Data and reporting have shown that COVID-19 vaccine manufacturers deceptively overstated the efficacy of their vaccines.

It is well-documented that pharmaceutical companies fabricate data, exclude relevant data, keep secrets and manipulate their records, Rancourt said. He cited a 2013 landmark study by Dr. Peter Gøtzsche, along with assessments by editors at leading journals including The Lancet and the BMJ.

To derive the number of deaths that would have occurred without vaccination, Ioannidis and his colleagues used seroprevalence data — which is the proportion of the population affected by a disease at any given time, based on antibody testing. The infection fatality rates also depend on seroprevalence data.

However, antibody tests for COVID-19 are often invalid, Rancourt argued. The COVID-19 tests were not thoroughly calibrated, verified or validated. Like the vaccines, they were produced for profit under an emergency situation, creating conditions for error and fraud.

“I don’t think the seroprevalence data is reliable at all,” he said. To validate a chemical test and confirm that it is identifying a specific disease like SARS-CoV-2, there would have to be laboratory comparisons. However, those were not done.

The authors of the JAMA paper never tied their results to real-world all-cause mortality data. They didn’t doubt their inputs, so they had no reason to check them against such data — data that clearly demonstrate a lack of vaccine effectiveness and serious harm from the vaccines, Rancourt said.

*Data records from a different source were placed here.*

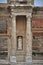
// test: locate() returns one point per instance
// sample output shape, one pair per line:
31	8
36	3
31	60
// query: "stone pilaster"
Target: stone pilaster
29	40
13	45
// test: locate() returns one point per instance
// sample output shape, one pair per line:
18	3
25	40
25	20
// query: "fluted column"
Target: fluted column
13	44
13	35
28	40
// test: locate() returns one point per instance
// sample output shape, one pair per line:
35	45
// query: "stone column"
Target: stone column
13	45
29	40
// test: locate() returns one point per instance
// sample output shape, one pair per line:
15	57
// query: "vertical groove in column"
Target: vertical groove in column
13	35
28	40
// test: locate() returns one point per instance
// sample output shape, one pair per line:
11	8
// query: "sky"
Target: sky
36	2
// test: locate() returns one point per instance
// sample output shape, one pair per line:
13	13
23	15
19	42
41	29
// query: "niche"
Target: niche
19	43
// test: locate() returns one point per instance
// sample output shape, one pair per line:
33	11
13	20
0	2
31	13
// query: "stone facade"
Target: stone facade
24	31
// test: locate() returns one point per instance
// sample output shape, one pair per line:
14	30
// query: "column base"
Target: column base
13	59
28	59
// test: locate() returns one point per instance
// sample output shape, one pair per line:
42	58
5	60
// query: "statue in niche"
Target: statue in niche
20	43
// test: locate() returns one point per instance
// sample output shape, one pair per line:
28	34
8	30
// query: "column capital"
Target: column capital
29	15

In calculating the lives saved, the paper also ignored deaths caused by COVID-19 vaccines — a fact the authors explicitly acknowledge. They justify this omission by presuming that the lifesaving ability of the vaccine is far greater than any risk associated with it.

Rancourt said verifying published studies is crucial within the scientific field:

“It is important to assess such claims made by leading scientists in the leading scientific literature because they may have a disproportionate influence on global public health practices and may present distorted views of past presumed successes.”